The Definition of “Big Data”
First, “digital data” is digitally encoded data that is automatically interpretable and recursively reducible to a unique structure of primitive data types. “Digital data” exists “at rest” on storage media and “in flight” through communications channels. Some “digital data” is easy for humans to read. “Binary digital data” is intended to be only machine readable.
Second, “big digital data” is usually shortened to just “big data” in common discourse. “Big data” serves as a catch all term in discussions about data spread over networks, including clusters. Do not overuse the term.
Third, “big digital data system” is usually shortened to either “big data system” or just “big data”. When mentioning “big data”, the context distinguishes among “big digital data”, “big digital data system”, or both. Because “big data” means different things to different groups in different discussions, use more specific terminology.
Fourth, both “big digital data” and “big digital data systems” should satisfy extensive engineering, business, and legal criteria, formally represented elsewhere in taxonomies and architectures and requirements, as characterized by dynamically controlled resources, information life cycles, intellectual property, standard structure & function, and customizable process & content. Any introductory definition should overlook the “devil in the details” complexities as presented elsewhere.

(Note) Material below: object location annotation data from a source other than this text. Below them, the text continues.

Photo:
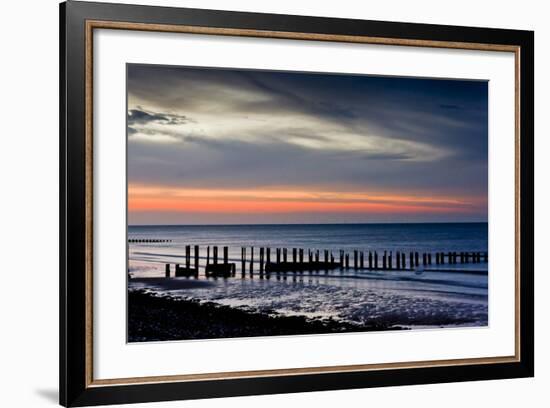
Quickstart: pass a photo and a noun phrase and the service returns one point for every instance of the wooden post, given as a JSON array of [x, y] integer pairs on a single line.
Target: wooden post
[[261, 261], [398, 261], [188, 256], [243, 261]]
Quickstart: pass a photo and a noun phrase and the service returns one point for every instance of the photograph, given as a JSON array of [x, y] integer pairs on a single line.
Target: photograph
[[281, 203]]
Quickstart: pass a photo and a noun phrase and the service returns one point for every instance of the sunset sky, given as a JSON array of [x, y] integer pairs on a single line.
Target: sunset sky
[[219, 146]]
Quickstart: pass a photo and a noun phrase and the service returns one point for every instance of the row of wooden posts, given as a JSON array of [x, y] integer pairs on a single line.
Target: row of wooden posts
[[148, 241], [311, 261]]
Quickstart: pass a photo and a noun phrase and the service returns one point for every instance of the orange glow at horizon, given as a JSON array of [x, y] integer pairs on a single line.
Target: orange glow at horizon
[[241, 201]]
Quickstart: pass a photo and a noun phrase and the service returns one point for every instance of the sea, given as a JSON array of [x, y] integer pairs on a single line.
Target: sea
[[428, 296]]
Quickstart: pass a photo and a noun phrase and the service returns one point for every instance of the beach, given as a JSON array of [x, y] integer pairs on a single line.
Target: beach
[[161, 318], [252, 303]]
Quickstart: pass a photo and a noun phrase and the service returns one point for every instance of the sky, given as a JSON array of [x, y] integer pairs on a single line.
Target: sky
[[229, 146]]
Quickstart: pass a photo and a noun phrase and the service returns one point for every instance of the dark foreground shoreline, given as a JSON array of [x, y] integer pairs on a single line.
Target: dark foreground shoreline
[[161, 318]]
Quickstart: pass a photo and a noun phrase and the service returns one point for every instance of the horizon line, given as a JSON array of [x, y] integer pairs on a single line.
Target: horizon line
[[302, 224]]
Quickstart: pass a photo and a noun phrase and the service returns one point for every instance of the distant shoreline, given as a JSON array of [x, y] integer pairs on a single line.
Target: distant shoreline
[[309, 224]]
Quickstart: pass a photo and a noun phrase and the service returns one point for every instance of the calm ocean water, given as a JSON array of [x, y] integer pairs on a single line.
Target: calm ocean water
[[436, 296]]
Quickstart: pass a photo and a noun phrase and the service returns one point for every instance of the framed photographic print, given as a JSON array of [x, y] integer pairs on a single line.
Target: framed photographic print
[[255, 203]]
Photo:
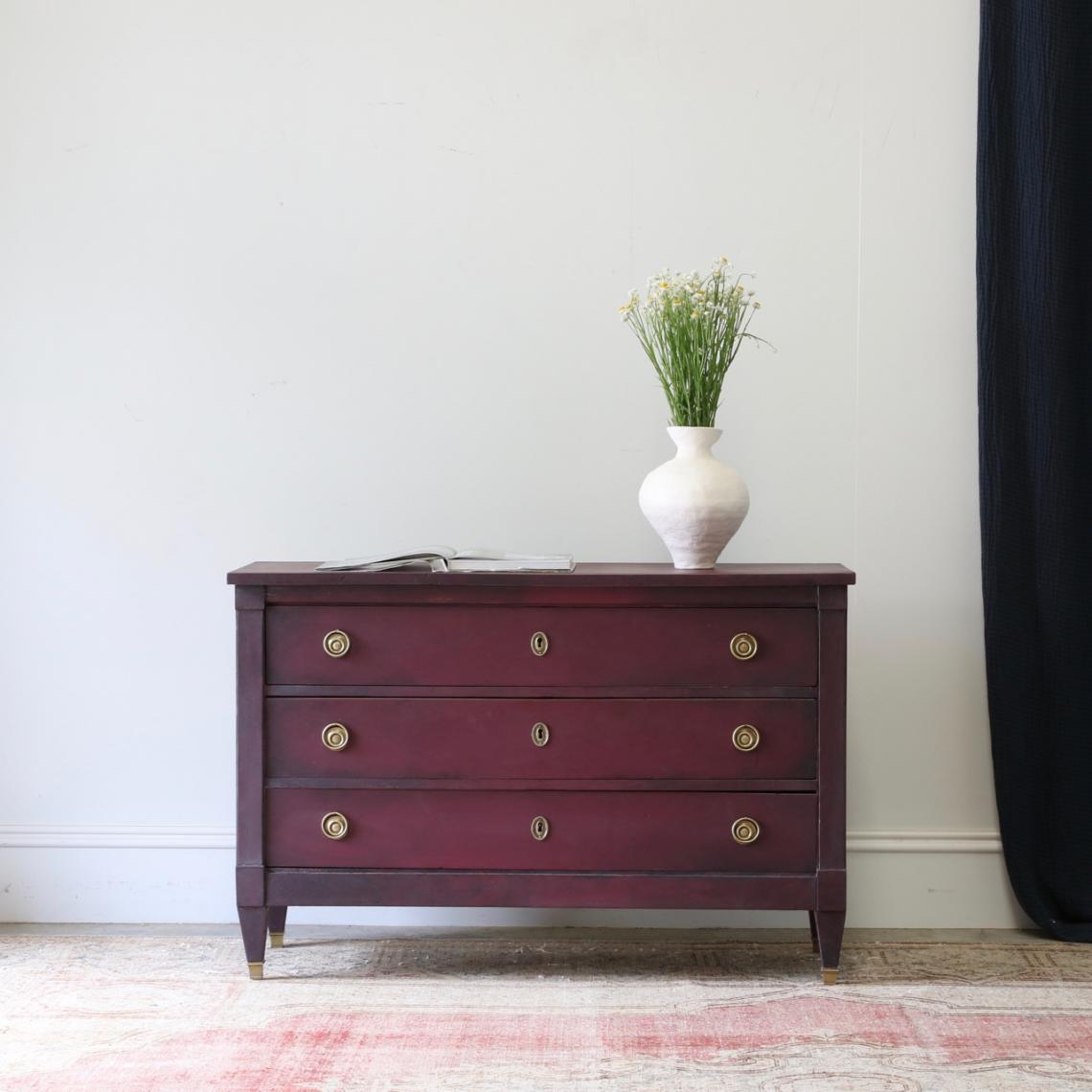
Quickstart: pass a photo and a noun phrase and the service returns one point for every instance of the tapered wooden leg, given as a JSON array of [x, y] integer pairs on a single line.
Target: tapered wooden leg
[[276, 917], [252, 924], [811, 926], [830, 925]]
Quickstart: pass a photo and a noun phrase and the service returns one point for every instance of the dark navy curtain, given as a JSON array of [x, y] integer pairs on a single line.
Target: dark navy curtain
[[1035, 444]]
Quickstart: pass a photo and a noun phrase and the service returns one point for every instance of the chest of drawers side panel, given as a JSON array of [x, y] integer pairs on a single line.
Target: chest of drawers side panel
[[832, 668], [250, 681]]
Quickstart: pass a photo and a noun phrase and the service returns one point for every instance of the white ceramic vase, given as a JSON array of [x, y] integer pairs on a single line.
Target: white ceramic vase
[[693, 501]]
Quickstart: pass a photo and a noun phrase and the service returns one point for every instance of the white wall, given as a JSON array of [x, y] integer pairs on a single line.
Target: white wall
[[297, 281]]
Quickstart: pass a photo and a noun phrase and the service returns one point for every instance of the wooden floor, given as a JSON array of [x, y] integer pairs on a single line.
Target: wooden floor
[[395, 933]]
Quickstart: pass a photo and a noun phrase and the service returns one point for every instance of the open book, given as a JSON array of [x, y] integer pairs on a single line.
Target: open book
[[445, 559]]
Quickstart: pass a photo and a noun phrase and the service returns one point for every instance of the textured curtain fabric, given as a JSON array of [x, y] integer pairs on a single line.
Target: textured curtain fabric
[[1035, 444]]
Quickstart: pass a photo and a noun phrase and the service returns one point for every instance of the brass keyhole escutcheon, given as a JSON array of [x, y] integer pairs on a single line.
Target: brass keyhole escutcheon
[[745, 738], [335, 738], [335, 644], [334, 826]]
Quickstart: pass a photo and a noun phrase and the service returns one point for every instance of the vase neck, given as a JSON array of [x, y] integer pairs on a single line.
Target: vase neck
[[694, 443]]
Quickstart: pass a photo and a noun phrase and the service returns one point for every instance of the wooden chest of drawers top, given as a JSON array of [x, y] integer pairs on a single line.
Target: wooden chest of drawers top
[[601, 626]]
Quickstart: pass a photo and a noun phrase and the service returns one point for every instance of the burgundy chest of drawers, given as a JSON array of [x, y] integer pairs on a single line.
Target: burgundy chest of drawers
[[623, 735]]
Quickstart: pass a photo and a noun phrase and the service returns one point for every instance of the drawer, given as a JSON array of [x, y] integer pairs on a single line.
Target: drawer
[[542, 738], [489, 646], [599, 831]]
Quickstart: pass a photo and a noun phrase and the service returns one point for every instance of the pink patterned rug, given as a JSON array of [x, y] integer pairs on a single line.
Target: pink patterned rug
[[500, 1013]]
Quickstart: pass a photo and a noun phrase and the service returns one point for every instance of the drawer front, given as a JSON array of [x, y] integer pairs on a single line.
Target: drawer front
[[489, 646], [547, 738], [599, 831]]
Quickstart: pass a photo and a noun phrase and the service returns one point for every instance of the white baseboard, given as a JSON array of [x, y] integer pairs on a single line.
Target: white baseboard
[[898, 879]]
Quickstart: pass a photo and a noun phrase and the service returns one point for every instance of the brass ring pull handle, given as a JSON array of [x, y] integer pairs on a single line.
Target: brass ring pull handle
[[335, 644], [334, 826], [335, 738], [745, 738]]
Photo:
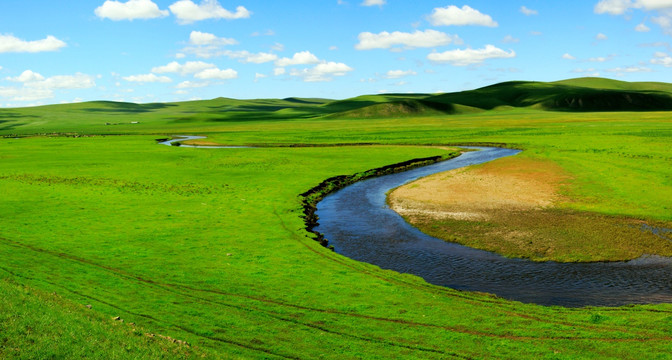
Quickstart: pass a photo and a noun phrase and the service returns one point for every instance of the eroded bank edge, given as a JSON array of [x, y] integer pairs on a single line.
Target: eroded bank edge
[[310, 198]]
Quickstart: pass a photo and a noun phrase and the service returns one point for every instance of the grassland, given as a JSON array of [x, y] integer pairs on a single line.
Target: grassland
[[209, 247]]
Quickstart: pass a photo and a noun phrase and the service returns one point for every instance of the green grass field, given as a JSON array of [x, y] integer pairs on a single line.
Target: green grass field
[[208, 245]]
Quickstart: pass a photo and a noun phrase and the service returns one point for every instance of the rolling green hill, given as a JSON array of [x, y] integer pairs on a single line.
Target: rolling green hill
[[107, 117]]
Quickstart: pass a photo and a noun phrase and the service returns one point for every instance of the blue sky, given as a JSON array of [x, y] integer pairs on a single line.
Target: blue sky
[[175, 50]]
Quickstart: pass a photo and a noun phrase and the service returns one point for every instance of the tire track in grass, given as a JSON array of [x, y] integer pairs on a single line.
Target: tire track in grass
[[457, 294], [151, 318], [249, 309], [456, 329]]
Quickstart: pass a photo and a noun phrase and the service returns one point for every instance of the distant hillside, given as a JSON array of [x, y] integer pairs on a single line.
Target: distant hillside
[[586, 94], [108, 117]]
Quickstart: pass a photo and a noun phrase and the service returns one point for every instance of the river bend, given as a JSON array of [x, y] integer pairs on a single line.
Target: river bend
[[358, 223]]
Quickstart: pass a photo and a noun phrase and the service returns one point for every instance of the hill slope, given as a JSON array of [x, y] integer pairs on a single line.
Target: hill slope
[[107, 117]]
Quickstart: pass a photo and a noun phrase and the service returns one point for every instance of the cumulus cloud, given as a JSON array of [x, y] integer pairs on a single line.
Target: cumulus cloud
[[466, 57], [217, 74], [188, 12], [619, 7], [642, 28], [12, 44], [37, 87], [396, 74], [528, 12], [629, 70], [201, 38], [417, 39], [191, 84], [452, 15], [324, 71], [245, 56], [300, 58], [373, 2], [147, 78], [190, 67], [27, 76], [661, 58], [130, 10], [205, 45], [508, 39]]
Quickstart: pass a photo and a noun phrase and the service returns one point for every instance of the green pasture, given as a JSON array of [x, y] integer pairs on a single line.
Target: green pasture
[[208, 245]]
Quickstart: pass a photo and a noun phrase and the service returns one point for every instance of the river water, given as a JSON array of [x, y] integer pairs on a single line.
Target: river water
[[358, 223]]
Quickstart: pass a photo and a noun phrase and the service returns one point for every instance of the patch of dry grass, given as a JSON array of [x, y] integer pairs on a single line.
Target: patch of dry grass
[[513, 206]]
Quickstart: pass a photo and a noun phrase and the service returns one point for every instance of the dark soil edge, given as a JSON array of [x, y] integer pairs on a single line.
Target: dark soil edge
[[310, 198]]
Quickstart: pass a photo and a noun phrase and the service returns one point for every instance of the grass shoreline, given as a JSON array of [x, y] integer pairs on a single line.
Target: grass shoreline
[[312, 197]]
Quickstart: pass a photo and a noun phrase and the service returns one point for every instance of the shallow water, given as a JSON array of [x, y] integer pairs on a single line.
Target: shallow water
[[192, 137], [358, 223]]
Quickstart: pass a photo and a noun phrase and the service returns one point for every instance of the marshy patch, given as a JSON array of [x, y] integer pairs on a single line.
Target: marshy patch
[[514, 207]]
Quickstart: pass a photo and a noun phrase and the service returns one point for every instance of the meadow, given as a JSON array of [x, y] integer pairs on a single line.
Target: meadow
[[209, 247]]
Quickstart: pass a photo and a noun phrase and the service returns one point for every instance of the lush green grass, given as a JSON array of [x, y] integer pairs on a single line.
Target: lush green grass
[[37, 325], [208, 246]]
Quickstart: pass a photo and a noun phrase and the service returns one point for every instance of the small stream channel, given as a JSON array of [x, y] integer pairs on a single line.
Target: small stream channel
[[358, 223]]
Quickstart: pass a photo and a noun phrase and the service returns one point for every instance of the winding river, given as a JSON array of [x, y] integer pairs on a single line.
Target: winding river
[[358, 223]]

Historically, “big data systems” started decades ago as potent mashups of centralized data repositories with available networks, forming overlay networks (e.g., FTP, Gopher, HTTP, Web crawlers, P2P, RSS). Today, “big data” is transforming government, business, education, and society for the 21st Century. “Big data” emerges from labs and dorm rooms as market driven phenomena on internetworks. Current examples include Google indexes and graphs, Facebook social, Amazon retail, Netflix video, Wikipedia knowledge. Big data = data + network + services + markets. Successful big data systems balance all four facets of big data.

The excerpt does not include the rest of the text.